This blog is my place to vent and share resources with other parents of children of trauma. I try to be open and honest about my feelings in order to help others know they are not alone. Therapeutic parenting of adopted teenagers with RAD and other severe mental illnesses and issues (plus "neurotypical" teens) , is not easy, and there are time when I say what I feel... at the moment. We're all human!

Monday, August 27, 2012

Books and Methods Review - Therapeutic Parenting - Foster W. Cline




Amazon.com Review
Over 200,000 children live in foster homes in America today. 40-60% of these children have been severely and permanently damaged by their pasts, resulting in behavioral, psychiatric, emotional and neurological disorders. Large numbers of previously adopted children (both domestic and international) suffer from similar problems. In the past, these children would have been cared for in specialized facilities staffed 24 hours a day by professionals. Today they are placed in inadequately prepared adoptive or foster homes where they often become uncontrollable, and forcefully reject those who want only to love and help them. Yet, in the past when families sought understanding and help, they found that there was little or none available. Now there is.

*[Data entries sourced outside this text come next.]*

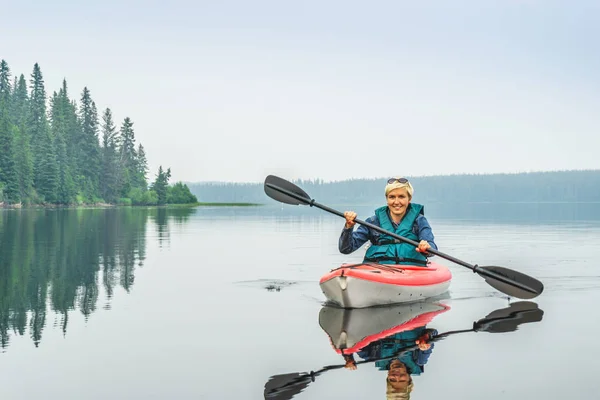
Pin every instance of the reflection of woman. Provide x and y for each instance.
(388, 355)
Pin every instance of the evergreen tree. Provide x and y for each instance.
(141, 169)
(45, 163)
(20, 103)
(127, 157)
(161, 185)
(23, 163)
(109, 189)
(89, 145)
(8, 175)
(59, 110)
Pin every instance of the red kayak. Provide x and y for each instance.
(371, 284)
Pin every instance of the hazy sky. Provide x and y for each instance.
(236, 90)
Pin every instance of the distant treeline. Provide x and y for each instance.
(63, 152)
(559, 186)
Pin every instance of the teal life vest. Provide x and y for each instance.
(388, 250)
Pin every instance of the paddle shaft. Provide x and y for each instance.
(474, 268)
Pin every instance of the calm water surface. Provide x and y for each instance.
(212, 303)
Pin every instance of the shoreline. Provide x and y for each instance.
(19, 206)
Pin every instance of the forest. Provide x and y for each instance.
(534, 187)
(55, 150)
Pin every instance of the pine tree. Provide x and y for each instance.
(23, 163)
(161, 185)
(109, 173)
(45, 164)
(8, 175)
(59, 110)
(127, 157)
(141, 169)
(90, 147)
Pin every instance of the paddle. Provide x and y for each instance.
(286, 386)
(507, 281)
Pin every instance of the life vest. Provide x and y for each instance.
(388, 250)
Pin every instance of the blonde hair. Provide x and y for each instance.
(397, 185)
(395, 394)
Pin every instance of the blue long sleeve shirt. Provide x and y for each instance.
(351, 240)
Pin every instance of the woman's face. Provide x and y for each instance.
(398, 376)
(398, 200)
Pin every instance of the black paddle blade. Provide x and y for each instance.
(521, 286)
(508, 319)
(286, 386)
(284, 191)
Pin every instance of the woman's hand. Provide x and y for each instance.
(350, 216)
(422, 342)
(423, 246)
(350, 363)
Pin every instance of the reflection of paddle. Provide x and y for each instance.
(507, 281)
(286, 386)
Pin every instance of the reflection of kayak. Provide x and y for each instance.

Can This Child Be Saved? Solutions for Adoptive and Foster Families... Offers parents help and hope, encouragement and support. It examines what causes children to act and react the way they do, and why conventional strategies and approaches often fail to reach them. It explores and validates parents feelings and offers struggling families clearly detailed and easy to understand parenting techniques and therapeutic approaches that DO succeed with disturbed children.

Marythemom:  ***** Foster Cline is one of the authors of the Love and Logic books.  I really like the L&L books, but they don’t always work well with kids of trauma.  This book is different.  This is one of my favorite books to help with kids of trauma.  The title is scary, but it is very empowering and validating to parents. The first part of the book is an overview of the disturbed child.  The second part of the book gives more practical parenting tools.  To me, the best part is that it lists both conventional and nonconventional techniques and why they do and don’t work with our kids!

I've mentioned it in this post about unconditional love, and reward and point systems, and will most likely be reviewing it again in the future.